Astrophysicist Sarah Thiele is particularly concerned about the rapid crowding of low-Earth orbit, especially in the case of solar storms, which would prevent satellites from moving away from Earth. These craft are vulnerable to being shut down every time a solar flare or coronal mass ejection occurs. The hot stream of charged particles causes the air to expand, giving satellites more atmospheric drag, causing them to burn more fuel to prevent them from veering off course and crashing into other objects. In addition to the problems satellites have to deal with in space, satellite navigation and communications systems can also be knocked out by solar storms, cutting them off from Earth.
To address these growing problems, Tiller and her colleagues developed what they now call the Collision Realization and Significant Injury (CRASH) clock.

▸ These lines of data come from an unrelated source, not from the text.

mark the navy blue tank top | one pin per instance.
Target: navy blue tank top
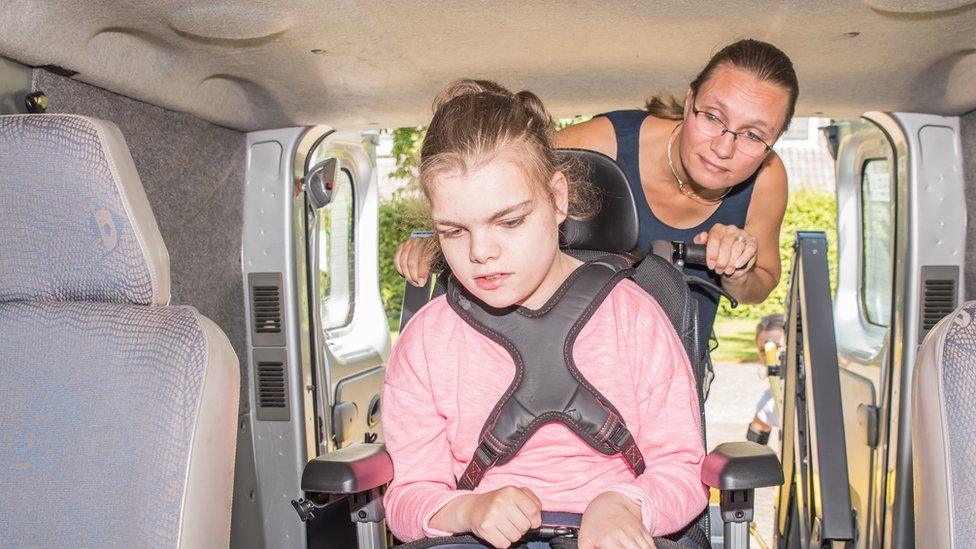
(732, 211)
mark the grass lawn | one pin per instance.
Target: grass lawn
(736, 340)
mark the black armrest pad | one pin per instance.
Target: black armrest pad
(354, 469)
(740, 466)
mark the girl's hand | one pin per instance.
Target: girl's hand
(500, 517)
(729, 250)
(613, 521)
(414, 258)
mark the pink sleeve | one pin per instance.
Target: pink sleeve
(669, 491)
(414, 432)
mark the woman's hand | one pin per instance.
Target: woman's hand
(500, 517)
(729, 250)
(613, 521)
(414, 258)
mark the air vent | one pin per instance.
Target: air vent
(939, 293)
(271, 384)
(267, 310)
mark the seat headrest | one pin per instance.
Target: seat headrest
(75, 223)
(614, 228)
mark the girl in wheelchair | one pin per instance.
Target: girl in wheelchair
(497, 195)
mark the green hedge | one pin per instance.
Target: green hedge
(398, 217)
(807, 210)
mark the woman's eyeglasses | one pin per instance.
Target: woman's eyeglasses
(745, 142)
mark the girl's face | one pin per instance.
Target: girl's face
(499, 233)
(744, 104)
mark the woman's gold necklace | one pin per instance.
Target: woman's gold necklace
(682, 187)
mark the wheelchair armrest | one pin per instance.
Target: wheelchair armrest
(741, 466)
(354, 469)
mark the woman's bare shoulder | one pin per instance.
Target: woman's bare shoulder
(595, 134)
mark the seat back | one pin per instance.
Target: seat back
(944, 432)
(614, 229)
(118, 420)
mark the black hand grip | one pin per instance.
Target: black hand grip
(695, 254)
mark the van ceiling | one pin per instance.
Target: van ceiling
(264, 64)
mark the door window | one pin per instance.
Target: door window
(336, 255)
(877, 244)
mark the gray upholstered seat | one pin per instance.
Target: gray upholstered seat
(118, 412)
(944, 433)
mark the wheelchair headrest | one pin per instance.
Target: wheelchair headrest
(614, 227)
(75, 223)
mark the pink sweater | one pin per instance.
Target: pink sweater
(444, 378)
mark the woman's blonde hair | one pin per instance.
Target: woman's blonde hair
(478, 121)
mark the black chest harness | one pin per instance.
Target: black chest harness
(548, 387)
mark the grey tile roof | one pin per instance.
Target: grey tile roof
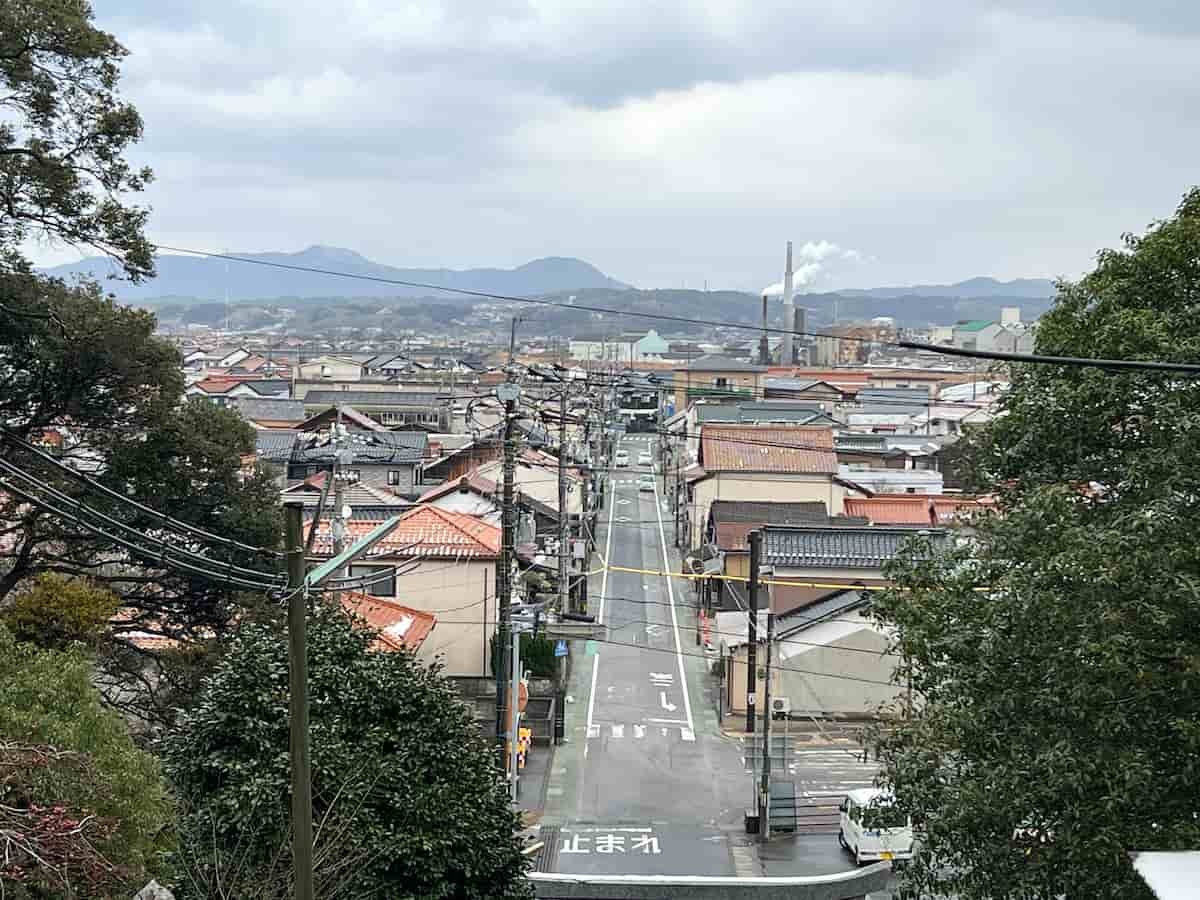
(275, 445)
(382, 447)
(281, 411)
(804, 617)
(720, 364)
(767, 412)
(767, 513)
(822, 547)
(395, 400)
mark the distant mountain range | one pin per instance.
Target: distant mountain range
(971, 288)
(207, 279)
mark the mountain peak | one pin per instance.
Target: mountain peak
(333, 255)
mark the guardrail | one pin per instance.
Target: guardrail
(841, 886)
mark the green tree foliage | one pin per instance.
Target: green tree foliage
(405, 793)
(58, 611)
(1057, 658)
(87, 813)
(64, 133)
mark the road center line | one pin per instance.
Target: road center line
(604, 593)
(675, 617)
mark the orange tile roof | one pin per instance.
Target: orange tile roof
(791, 449)
(948, 510)
(891, 509)
(424, 532)
(400, 628)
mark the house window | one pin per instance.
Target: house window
(384, 587)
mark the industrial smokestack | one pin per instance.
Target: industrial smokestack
(763, 345)
(785, 355)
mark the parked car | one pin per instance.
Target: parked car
(873, 828)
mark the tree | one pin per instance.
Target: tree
(1056, 658)
(83, 813)
(64, 135)
(406, 801)
(58, 611)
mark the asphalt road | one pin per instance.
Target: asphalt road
(647, 783)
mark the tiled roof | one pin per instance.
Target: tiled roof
(952, 510)
(390, 399)
(349, 414)
(355, 493)
(269, 408)
(791, 449)
(720, 364)
(425, 531)
(892, 509)
(400, 628)
(821, 547)
(397, 447)
(791, 413)
(472, 480)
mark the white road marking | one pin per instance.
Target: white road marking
(675, 622)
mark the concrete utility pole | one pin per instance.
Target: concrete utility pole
(508, 393)
(298, 679)
(766, 732)
(563, 520)
(515, 719)
(753, 631)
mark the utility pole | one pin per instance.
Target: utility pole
(298, 678)
(765, 814)
(508, 393)
(337, 521)
(515, 701)
(753, 631)
(563, 520)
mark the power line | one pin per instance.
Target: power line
(1186, 367)
(6, 433)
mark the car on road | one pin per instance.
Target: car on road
(873, 828)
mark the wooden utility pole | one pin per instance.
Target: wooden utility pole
(508, 393)
(753, 631)
(563, 519)
(765, 831)
(298, 678)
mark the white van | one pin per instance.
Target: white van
(871, 828)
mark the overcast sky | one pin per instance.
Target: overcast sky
(670, 143)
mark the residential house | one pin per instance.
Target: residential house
(977, 335)
(828, 659)
(888, 480)
(389, 461)
(333, 369)
(401, 628)
(726, 533)
(822, 394)
(744, 462)
(718, 377)
(391, 408)
(450, 564)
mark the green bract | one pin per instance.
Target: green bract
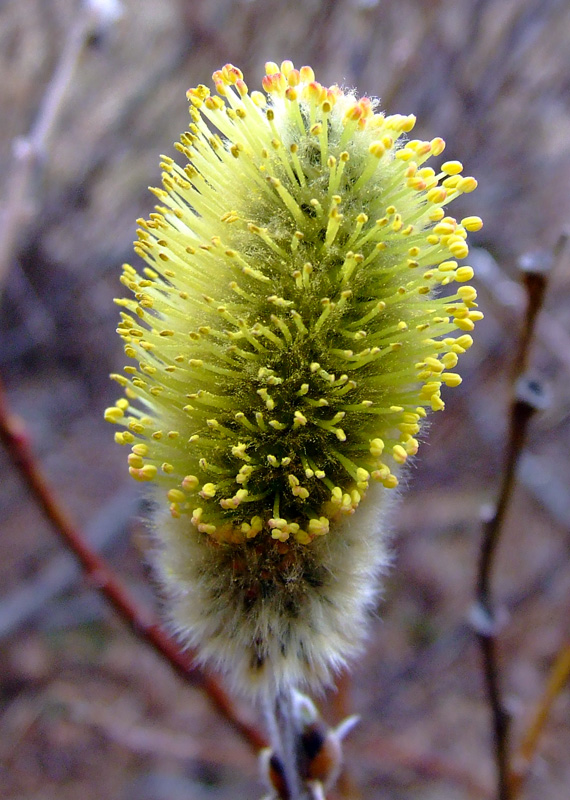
(285, 334)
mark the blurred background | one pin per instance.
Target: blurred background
(88, 711)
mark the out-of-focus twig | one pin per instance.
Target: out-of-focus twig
(141, 622)
(29, 151)
(30, 599)
(528, 397)
(558, 678)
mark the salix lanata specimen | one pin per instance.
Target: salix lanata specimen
(287, 335)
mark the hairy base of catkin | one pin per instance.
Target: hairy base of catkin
(272, 615)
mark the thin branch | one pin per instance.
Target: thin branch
(528, 397)
(29, 151)
(558, 678)
(141, 621)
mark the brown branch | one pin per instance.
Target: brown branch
(559, 676)
(29, 151)
(141, 621)
(528, 397)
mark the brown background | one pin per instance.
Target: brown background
(85, 710)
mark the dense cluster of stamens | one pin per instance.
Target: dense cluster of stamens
(288, 332)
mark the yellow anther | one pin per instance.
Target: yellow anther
(437, 146)
(399, 454)
(319, 527)
(450, 378)
(449, 360)
(436, 195)
(460, 250)
(377, 149)
(176, 496)
(472, 223)
(467, 293)
(146, 473)
(452, 167)
(113, 414)
(464, 274)
(467, 185)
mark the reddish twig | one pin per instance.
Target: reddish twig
(141, 621)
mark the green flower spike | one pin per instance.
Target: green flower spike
(288, 334)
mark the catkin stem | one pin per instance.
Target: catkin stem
(285, 736)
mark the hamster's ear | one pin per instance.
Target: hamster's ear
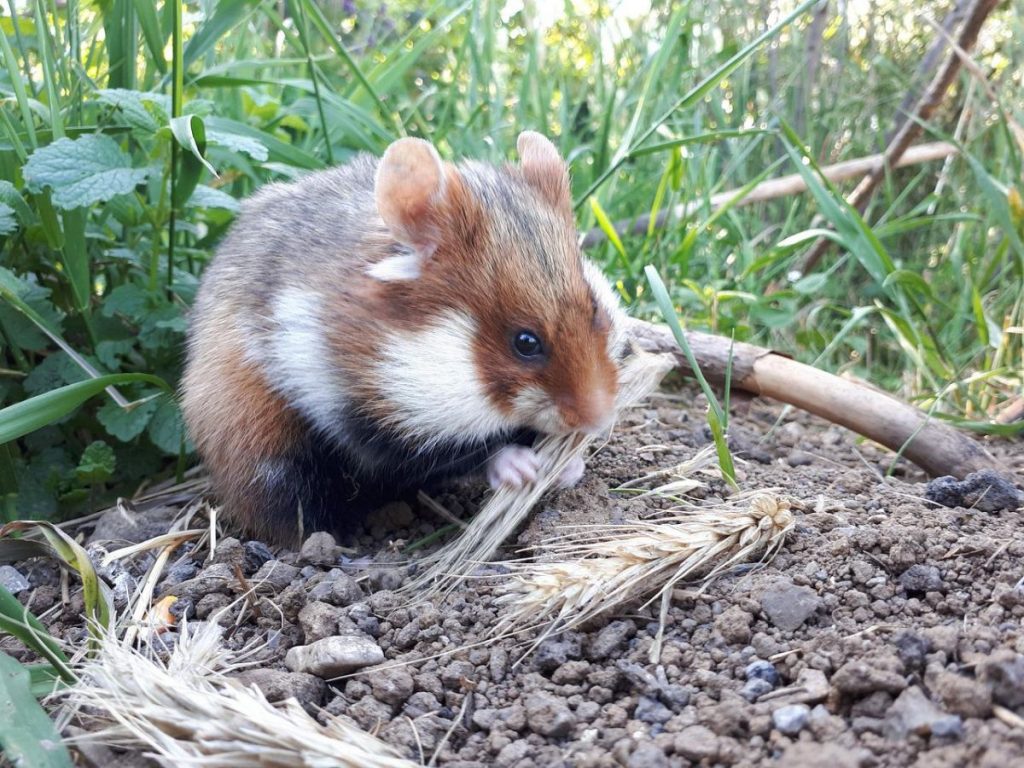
(545, 170)
(410, 190)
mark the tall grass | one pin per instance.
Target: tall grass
(130, 129)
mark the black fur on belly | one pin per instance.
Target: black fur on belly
(338, 485)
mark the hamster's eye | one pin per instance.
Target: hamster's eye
(526, 344)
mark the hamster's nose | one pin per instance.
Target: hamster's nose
(593, 413)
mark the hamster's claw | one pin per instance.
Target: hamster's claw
(513, 466)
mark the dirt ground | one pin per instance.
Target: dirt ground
(887, 631)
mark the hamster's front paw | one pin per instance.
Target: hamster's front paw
(513, 466)
(572, 473)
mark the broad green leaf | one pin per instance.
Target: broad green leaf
(207, 197)
(27, 416)
(167, 428)
(8, 222)
(126, 423)
(83, 171)
(27, 733)
(142, 111)
(97, 463)
(10, 197)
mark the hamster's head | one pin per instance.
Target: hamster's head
(518, 330)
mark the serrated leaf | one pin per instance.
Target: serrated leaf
(167, 427)
(237, 142)
(83, 171)
(8, 222)
(27, 733)
(97, 463)
(111, 351)
(11, 197)
(55, 371)
(207, 197)
(126, 423)
(142, 111)
(127, 299)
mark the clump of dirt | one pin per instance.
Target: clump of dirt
(887, 632)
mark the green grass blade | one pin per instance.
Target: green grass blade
(25, 417)
(27, 733)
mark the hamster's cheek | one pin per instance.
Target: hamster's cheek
(532, 407)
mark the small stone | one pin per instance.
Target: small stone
(334, 656)
(912, 712)
(12, 581)
(278, 686)
(791, 720)
(950, 726)
(696, 742)
(651, 711)
(320, 549)
(273, 576)
(318, 621)
(787, 605)
(755, 688)
(911, 649)
(733, 625)
(647, 755)
(610, 639)
(549, 716)
(963, 695)
(255, 554)
(921, 579)
(1004, 675)
(393, 685)
(859, 678)
(761, 670)
(555, 651)
(985, 491)
(799, 459)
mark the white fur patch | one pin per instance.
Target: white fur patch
(607, 299)
(297, 360)
(403, 266)
(430, 379)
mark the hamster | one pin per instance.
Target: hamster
(386, 325)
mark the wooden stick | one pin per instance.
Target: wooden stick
(910, 129)
(936, 448)
(775, 187)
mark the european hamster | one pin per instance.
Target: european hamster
(386, 325)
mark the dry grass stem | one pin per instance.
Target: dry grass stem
(604, 566)
(186, 711)
(507, 508)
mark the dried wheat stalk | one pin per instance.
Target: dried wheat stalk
(507, 508)
(186, 711)
(601, 568)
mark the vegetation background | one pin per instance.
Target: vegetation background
(130, 129)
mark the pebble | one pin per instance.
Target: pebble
(696, 742)
(320, 549)
(610, 639)
(334, 656)
(912, 712)
(755, 688)
(392, 685)
(278, 686)
(1004, 676)
(651, 711)
(12, 581)
(920, 579)
(791, 720)
(985, 491)
(549, 716)
(761, 670)
(787, 605)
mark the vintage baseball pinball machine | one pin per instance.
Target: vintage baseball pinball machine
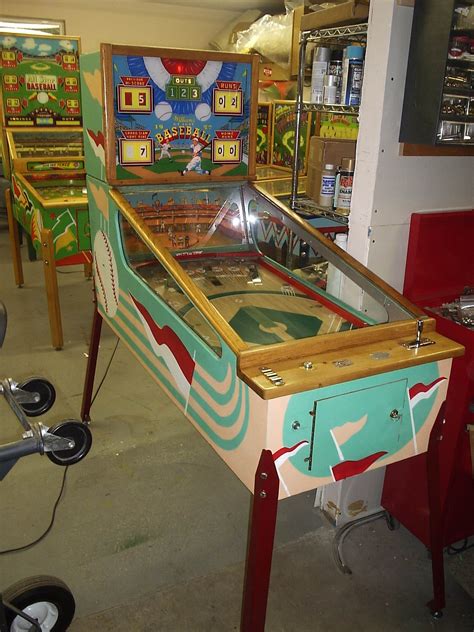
(41, 105)
(219, 291)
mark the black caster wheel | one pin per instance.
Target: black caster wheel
(82, 437)
(46, 392)
(392, 523)
(46, 599)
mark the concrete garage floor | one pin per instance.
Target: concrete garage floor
(151, 532)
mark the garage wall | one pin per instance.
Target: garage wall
(133, 22)
(388, 187)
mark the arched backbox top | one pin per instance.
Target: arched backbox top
(177, 115)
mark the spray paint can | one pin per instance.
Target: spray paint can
(328, 185)
(321, 59)
(335, 69)
(352, 75)
(343, 189)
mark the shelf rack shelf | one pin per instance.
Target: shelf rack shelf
(336, 36)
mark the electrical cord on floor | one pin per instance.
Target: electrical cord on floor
(105, 372)
(456, 550)
(50, 526)
(63, 482)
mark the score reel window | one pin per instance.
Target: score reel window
(146, 266)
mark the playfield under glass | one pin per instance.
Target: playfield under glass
(270, 279)
(48, 144)
(56, 188)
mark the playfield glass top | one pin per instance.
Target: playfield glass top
(47, 144)
(59, 189)
(270, 279)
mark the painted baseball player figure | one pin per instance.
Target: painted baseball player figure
(165, 150)
(195, 163)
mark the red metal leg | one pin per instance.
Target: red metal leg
(91, 365)
(436, 520)
(260, 545)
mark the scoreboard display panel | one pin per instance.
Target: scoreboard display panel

“Colliding clocks [gauges] “Without satellite maneuvering or severe loss of situational awareness, the time scale over which a catastrophic collision could occur would be stressful,” the team wrote in a study recently uploaded to a preprint server. arXiv. “Our calculations show a current collapse clock of 5.5 days, indicating limited time to recover from a large-scale damaging event such as a solar storm.”
Before the Starlink constellation, a spacecraft would take 164 days to recover before hitting anything causing serious damage. But that was 2018. Less than a decade later, that grace period has shrunk to less than a week. The collision clock takes into account everything in low Earth orbit – even defunct satellites, spent rocket stages and debris floating around – and according to the team, being shut down due to a solar storm means the spacecraft only has five and a half days before an almost inevitable crash.
This is not a far-off science fiction question. As the Gannon storm of 2024 demonstrates, the potential for this phenomenon is truly disturbing. Over the course of three days—dangerously close to current collision limits—almost half the satellites in low-Earth orbit needed to maneuver to survive the sudden, intense drag. While this was an important flare, it had little to do with the 1859 Carrington Event, which lasted for several days with one storm after another (at least there were no spacecraft orbiting the Earth at the time).
While maneuvers (when we can effectively communicate with satellites to perform them) appear to be a reliable solution to the collective collision problem, they come with their own risks. For one, they create uncertainty in satellite positions, and many times, inaccuracies are observed immediately after maneuvers are performed. On the other hand, an increase in the number of maneuvers means that the ability to prevent collisions can suffer lapses—from inaccurate tracking of satellite positions, which can cause satellites to deviate from their designated orbits, to communication errors during maneuvers, which can lead to disaster. Breakdowns like this have already happened. In 2019, for example, a SpaceX warning system malfunctioned, preventing operators from seeing a higher likelihood of a collision, and an ESA satellite was forced to move out of the way to allow a Starlink satellite to pass.
The issue has attracted so much attention that the United Nations declared low-Earth orbit a limited resource. Every satellite launched into the limited space around Earth automatically consumes resources, while space junk does so without any additional benefit. On top of that, satellites throw scrap metal debris into the upper atmosphere, which is a frustrating source of light pollution for astronomers trying to discern extremely faint and distant objects.
“The collision clock is, in part, a measure of how much space is being consumed in Earth’s orbit and how sustainable it is,” she said. “Increases in track density or collision cross-section will both reduce collision times on the track and reduce the margin of error for safe operation.”